I turned it off..... If Apple can't make it reliable, I doubt that Canon can.

BTW, profession equipment has to work EVERY time.... working most of the time jusat does not cut it, and working only some of the time is garbage.


----------



## Ryananthony (Jan 30, 2018)

My pixel 2 has been surprisingly responsive. Not often does it not scan on first try and is incredibly quick. Far far better than my Samsung note edge I had previously.


----------



## dsut4392 (Jan 30, 2018)

IglooEater said:


> unfocused said:
> 
> 
> > It better work better than iPhone finger print ID.
> ...



"60% of the time, it works every time"

But if my hands have been wet for more than a brief period (swimming, kayaking, washing the dishes) or have been doing anything that involves gripping something abrasive (gardening, woodworking, building, rock climbing), it doesn't work at all.


----------



## 9VIII (Jan 30, 2018)

It’s not like they’re putting this on the shutter button.

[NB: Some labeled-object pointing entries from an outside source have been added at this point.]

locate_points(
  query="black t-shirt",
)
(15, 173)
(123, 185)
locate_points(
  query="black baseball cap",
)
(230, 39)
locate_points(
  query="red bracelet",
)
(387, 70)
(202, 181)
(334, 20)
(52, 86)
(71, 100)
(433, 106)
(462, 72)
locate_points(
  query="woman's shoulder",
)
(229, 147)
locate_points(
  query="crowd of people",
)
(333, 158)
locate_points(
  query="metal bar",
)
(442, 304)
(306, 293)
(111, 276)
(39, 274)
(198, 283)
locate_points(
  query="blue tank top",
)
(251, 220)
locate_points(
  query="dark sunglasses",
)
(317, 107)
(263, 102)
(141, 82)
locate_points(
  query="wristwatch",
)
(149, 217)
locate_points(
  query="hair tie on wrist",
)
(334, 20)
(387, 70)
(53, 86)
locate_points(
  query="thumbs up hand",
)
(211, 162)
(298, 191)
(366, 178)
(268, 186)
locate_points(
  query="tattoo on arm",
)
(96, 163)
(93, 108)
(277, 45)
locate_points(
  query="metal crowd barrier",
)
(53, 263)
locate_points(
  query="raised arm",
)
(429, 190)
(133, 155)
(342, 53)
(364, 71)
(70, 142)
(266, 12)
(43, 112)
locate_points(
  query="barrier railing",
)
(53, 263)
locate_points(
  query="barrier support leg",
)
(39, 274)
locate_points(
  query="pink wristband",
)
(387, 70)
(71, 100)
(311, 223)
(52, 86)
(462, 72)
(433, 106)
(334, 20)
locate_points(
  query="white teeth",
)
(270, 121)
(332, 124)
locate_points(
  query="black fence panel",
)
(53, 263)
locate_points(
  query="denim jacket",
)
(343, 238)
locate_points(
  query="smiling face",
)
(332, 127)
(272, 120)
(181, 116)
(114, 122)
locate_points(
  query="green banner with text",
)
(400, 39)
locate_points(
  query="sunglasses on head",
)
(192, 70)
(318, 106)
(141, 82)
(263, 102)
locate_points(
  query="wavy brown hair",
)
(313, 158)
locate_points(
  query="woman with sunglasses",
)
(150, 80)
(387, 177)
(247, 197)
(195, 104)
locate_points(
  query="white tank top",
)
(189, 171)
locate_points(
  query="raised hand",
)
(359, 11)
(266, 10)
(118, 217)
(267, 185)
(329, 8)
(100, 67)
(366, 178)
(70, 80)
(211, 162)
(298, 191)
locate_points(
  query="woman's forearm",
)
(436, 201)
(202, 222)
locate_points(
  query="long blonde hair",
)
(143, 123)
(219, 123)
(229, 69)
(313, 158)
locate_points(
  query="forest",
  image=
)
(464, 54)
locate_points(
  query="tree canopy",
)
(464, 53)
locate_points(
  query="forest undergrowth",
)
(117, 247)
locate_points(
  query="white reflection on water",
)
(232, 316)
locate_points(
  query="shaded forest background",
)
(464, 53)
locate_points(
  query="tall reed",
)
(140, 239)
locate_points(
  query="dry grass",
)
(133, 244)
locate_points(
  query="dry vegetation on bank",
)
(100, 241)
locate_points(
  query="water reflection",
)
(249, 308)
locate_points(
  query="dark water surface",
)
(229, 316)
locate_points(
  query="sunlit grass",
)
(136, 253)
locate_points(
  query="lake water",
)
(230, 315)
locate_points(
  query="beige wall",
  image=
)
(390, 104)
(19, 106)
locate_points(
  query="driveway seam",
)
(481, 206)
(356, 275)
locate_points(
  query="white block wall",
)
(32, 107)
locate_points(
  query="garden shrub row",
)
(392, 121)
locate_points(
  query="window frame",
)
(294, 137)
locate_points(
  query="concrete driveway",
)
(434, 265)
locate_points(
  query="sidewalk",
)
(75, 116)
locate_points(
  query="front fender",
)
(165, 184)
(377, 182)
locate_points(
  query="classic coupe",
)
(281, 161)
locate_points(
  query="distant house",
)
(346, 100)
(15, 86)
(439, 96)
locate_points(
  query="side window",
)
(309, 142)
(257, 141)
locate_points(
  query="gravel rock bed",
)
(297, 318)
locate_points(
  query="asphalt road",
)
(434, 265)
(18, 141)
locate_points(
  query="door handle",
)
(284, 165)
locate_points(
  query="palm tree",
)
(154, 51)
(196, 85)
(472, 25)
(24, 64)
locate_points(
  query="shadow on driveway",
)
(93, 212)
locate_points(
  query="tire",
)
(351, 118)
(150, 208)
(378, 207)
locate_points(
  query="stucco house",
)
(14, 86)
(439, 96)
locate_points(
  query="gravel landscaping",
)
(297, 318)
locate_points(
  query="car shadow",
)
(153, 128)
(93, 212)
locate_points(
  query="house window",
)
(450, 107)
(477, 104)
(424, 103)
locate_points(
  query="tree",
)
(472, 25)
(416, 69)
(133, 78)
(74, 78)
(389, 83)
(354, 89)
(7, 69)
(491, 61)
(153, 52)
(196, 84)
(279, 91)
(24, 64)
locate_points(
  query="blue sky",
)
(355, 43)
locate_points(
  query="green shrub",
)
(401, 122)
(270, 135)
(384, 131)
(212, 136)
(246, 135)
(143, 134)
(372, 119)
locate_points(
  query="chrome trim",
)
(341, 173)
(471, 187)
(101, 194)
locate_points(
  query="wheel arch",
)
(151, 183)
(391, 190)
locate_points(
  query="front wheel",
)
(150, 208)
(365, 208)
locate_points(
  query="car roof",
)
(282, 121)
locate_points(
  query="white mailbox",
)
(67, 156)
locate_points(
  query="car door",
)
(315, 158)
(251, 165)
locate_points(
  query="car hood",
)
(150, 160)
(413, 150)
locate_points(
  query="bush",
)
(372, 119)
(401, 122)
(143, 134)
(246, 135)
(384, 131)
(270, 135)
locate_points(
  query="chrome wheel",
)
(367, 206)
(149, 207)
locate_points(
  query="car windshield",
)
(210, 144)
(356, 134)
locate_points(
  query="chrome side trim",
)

I’m sure the fingerprint reader will never be mandatory, but everyone will appreciate having the option of at least locking their camera momentarily.


----------



## AvTvM (Jan 30, 2018)

waste of time, money, resources ... on Canon's part and on (most) buyer's part as well. 

to add a "anti-theft, lock camera" feature would only require a single menu entry in firmware for a user code. Objective accomplished.


----------



## neuroanatomist (Jan 30, 2018)

unfocused said:


> Mt Spokane Photography said:
> 
> 
> > Fingerprint readers are a well developed technology and work in light and dark over a wide range of temperatures...
> ...



My experience is quite different. I've had my iPhone 6 for over 3 years, recorded 4 fingerprints the day I got it, have never reprogrammed them, and can reliably unlock the phone with thumb or index finger of either hand. Sure, with wet hands or gloves, it fails. Duh. But otherwise, it just works. Even just now, with a little donut glaze on my thumb.


----------



## Mt Spokane Photography (Jan 30, 2018)

AvTvM said:


> waste of time, money, resources ... on Canon's part and on (most) buyer's part as well.
> 
> to add a "anti-theft, lock camera" feature would only require a single menu entry in firmware for a user code. Objective accomplished.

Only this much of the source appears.